A 'haircut' is a restructuring that entails losses for debt holders.
Greece has accumulated a debt of €340bn and with the country in the process of tough austerity measures and struggling to emerge from recession, many investors doubt Athens can manage repayments.
Senior EU officials have raised the possibility of a limited restructuring of Greece's mountain of debt which could involve private sector creditors taking some of the pain.
A "soft" debt restructuring is understood to involve extending repayment schedules and easing interest rates on the debt.
A so-called "hard" restructuring is considered to mean states writing off a part of their debt, the route followed by Argentina or Mexico among the more notorious defaults in the recent past.

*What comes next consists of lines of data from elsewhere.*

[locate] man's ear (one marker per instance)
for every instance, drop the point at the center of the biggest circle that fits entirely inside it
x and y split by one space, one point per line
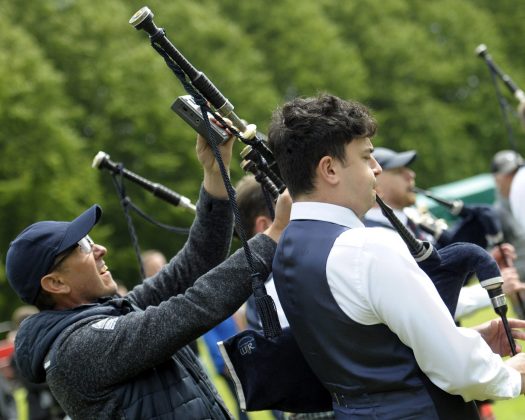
327 170
262 223
52 283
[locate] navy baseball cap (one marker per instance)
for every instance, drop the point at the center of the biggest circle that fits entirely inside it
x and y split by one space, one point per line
388 159
31 255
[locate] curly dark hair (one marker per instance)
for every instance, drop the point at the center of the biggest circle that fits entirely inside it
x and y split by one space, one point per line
304 130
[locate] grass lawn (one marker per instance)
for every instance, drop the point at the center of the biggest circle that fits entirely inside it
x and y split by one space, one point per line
504 410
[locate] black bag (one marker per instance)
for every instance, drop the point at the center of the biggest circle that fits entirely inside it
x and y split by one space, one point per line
272 374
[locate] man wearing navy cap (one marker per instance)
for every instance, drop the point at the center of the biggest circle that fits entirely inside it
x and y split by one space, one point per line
104 356
395 185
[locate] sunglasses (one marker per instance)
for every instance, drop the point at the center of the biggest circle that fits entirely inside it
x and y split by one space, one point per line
85 245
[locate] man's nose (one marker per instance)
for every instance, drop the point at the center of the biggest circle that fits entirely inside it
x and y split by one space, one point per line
99 250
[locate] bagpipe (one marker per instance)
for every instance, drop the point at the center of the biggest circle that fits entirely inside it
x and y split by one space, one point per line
102 161
478 224
497 73
268 367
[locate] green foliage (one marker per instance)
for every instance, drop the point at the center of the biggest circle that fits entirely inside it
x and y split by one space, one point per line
76 78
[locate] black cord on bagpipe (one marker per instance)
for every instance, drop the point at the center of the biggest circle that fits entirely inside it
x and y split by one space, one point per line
124 202
264 303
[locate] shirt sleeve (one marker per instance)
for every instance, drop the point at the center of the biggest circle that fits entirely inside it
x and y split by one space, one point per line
375 280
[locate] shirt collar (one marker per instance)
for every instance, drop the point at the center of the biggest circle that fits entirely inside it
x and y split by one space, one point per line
310 210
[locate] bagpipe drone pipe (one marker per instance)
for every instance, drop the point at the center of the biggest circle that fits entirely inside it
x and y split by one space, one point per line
478 224
268 367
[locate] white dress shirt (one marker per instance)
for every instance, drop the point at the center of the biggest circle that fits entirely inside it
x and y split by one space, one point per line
375 280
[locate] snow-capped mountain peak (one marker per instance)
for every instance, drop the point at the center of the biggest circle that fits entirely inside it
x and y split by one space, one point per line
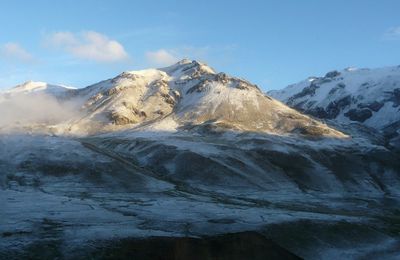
367 96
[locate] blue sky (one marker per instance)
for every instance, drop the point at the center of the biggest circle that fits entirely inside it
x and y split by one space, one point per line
270 43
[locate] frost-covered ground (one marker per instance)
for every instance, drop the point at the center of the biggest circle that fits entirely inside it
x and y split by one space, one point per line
62 194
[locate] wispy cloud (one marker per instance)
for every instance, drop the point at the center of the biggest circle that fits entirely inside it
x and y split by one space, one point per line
13 51
88 45
164 57
392 33
161 57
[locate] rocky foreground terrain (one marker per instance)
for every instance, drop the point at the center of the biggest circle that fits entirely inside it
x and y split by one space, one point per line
183 153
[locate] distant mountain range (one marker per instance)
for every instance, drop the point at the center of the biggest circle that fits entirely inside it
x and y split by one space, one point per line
367 96
187 151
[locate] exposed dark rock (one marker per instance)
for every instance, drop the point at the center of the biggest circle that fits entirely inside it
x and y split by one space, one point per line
359 115
337 88
394 97
307 91
332 74
245 245
374 106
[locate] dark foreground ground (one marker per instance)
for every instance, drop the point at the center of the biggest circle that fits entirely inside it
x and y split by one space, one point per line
244 245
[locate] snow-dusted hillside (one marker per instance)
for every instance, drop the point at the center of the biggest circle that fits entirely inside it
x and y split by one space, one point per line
186 151
32 87
186 94
367 96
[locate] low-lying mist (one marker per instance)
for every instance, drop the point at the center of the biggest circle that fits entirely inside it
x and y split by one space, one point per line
32 109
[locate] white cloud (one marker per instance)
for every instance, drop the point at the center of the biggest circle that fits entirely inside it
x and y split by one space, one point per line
15 52
88 45
161 57
392 33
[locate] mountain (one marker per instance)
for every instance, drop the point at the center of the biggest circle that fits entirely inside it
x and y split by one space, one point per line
187 94
186 151
367 96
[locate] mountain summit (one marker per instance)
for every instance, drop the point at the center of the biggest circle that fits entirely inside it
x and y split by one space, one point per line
185 95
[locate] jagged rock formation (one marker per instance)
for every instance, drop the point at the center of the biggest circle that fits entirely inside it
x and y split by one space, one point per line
367 96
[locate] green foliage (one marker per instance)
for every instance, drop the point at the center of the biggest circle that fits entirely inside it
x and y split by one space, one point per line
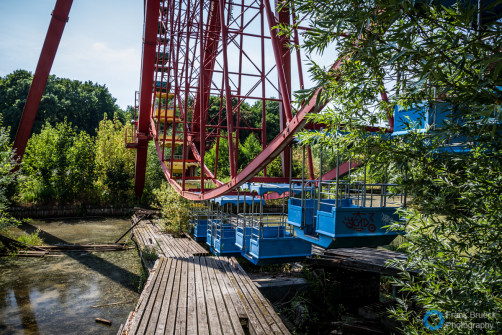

"This restructuring thing is a discussion triggered from London and New York," Stark said on Wednesday.
"I don't know what is behind, probably people are talking from their books."
"We should think this issue through" and consider the implications for the banking system and the real economy, the ECB policymaker said.
The Greek government has long resisted calls to restructure the debt, noting that it could lead to a collapse of state-supported social security funds that control much of it.